I found myself intrigued by a movement known as “natural horsemanship.” Known as “horse whispering” to the general public, the practice involved employing a gentle approach to training horses, one focused on their psychological well-being as opposed to the force used in “breaking” them. It respected the natural instincts of the horse and sought to take fear and pain out of the learning process in order that the horse bonded more closely and authentically with his human partner.
It was a competitive field, and as far as I could tell through my reading, like any other walk of life, people mostly liked criticizing the theories and practices of others. The primary issue that all the books and websites on the subject agreed on, and which I already knew, was that it was up to the rider to set the proper tone of clear communication and authority when it came to her horse. I watched countless YouTube videos made by a variety of well-known, well-regarded, horse-whispery types who seemed to demonstrate that all you had to do was walk up to a horse, and he would drop his head and follow you around like a puppy. I considered numerous ladies, jumping picnic tables bareback, their horses kitted out with nothing but a bit of rope over their noses, and the riders without boots or helmets. That was not my ambition, by any means, and I didn’t really learn anything from such displays, but there was a freedom there—and that was what I wanted. I didn’t want to fight the whole time. I wanted to communicate cleanly and clearly and not cause harm to the horse or myself.
I found a barn that seemed to subscribe to such notions, and I booked a lesson.

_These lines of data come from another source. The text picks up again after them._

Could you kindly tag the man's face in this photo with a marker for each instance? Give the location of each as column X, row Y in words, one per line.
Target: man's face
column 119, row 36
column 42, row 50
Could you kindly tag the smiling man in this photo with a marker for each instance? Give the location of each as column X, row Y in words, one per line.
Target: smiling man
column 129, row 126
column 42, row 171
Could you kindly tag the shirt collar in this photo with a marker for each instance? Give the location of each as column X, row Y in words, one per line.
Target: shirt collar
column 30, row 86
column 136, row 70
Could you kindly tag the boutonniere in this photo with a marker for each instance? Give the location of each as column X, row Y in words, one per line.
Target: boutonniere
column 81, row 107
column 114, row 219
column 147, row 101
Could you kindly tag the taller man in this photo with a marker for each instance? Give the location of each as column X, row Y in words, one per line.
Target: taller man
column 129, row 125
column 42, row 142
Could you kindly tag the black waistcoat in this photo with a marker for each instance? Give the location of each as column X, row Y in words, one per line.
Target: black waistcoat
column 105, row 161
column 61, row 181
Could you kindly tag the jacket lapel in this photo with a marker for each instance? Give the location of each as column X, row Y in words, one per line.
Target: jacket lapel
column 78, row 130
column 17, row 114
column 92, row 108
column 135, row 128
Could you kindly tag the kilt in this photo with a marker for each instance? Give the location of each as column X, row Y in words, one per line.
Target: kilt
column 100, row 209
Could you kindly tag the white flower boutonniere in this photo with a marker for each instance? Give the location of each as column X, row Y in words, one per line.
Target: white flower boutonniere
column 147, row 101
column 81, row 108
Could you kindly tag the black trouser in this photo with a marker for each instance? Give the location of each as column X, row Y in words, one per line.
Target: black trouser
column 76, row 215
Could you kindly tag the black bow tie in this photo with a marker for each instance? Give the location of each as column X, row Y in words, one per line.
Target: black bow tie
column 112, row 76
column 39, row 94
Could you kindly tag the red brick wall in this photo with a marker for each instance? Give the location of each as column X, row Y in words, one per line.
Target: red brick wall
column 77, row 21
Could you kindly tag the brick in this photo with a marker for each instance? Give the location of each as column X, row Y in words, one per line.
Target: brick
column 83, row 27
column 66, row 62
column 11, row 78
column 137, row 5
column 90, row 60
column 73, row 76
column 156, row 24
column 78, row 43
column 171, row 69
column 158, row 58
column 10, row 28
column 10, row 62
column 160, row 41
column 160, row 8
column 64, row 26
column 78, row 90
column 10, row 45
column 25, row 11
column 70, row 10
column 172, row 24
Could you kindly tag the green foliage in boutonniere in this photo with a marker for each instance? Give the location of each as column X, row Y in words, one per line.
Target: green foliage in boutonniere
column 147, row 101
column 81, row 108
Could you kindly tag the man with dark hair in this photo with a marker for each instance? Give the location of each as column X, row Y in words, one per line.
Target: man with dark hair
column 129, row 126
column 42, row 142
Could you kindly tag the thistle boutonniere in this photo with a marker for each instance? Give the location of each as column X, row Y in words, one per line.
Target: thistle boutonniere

I didn’t know what to expect; I certainly did not expect to be flinging myself around over picnic tables. I chatted with the instructor, Sheila, and the guy who was tacking up a horse named Jack, my mount for the hour. Sheila explained that we’d be taking the lesson slowly as it was unlikely, given my relative newness to horseback riding, that I would have ever ridden without a bit….
Without a bit?
I nodded as my interior monologue went absolutely berserk: no bit no bit no bit.
I led Jack into the indoor arena—an enormous, pristine, mirrors-at-all-the-strategic-points arena, with the now-familiar letters in their proper places on the walls—and did everything I usually do: got a block, grabbed rein and mane, got myself up there. Then I sat and listened as Sheila explained, in her own words, all the things I’d been reading about natural horsemanship since well before I’d ever even got up on a horse.
I thought, This could be cool.
As Sheila turned to walk away after my stirrups had been adjusted and the girth checked for appropriate tightness, Jack followed her, and I realized then that my seat and legs may just as well not have been there. We stopped, eventually, most likely due to his choice rather than my direction. I was reminded of my very first lesson, the one on Mercury, when I sat frozen and hyperventilating. This wasn’t as fraught, but it sure as hell was as nervous-making.
I rode some of the worst circles of my life. At the trot, the sound of my ass hitting the leather reverberated around the arena as if it were mic’ed. I realized that I hadn’t asserted myself with Jack from the get-go. It was confirmed that my hands needed a lot of work. It was glaringly apparent that my left side was weak. It was also demonstrated that I could learn, and improve, and that when working toward being a better rider, I could absorb new concepts. Once I got used to it, I got better at it: I made turns that were predominantly directed from my seat; we had a brilliant trot on the right rein, and some really smooth and well-transitioned cantering.
I rode Maverick the next day, and my hands went back to s—, but you know what? I rode some of the best circles I’d ever ridden.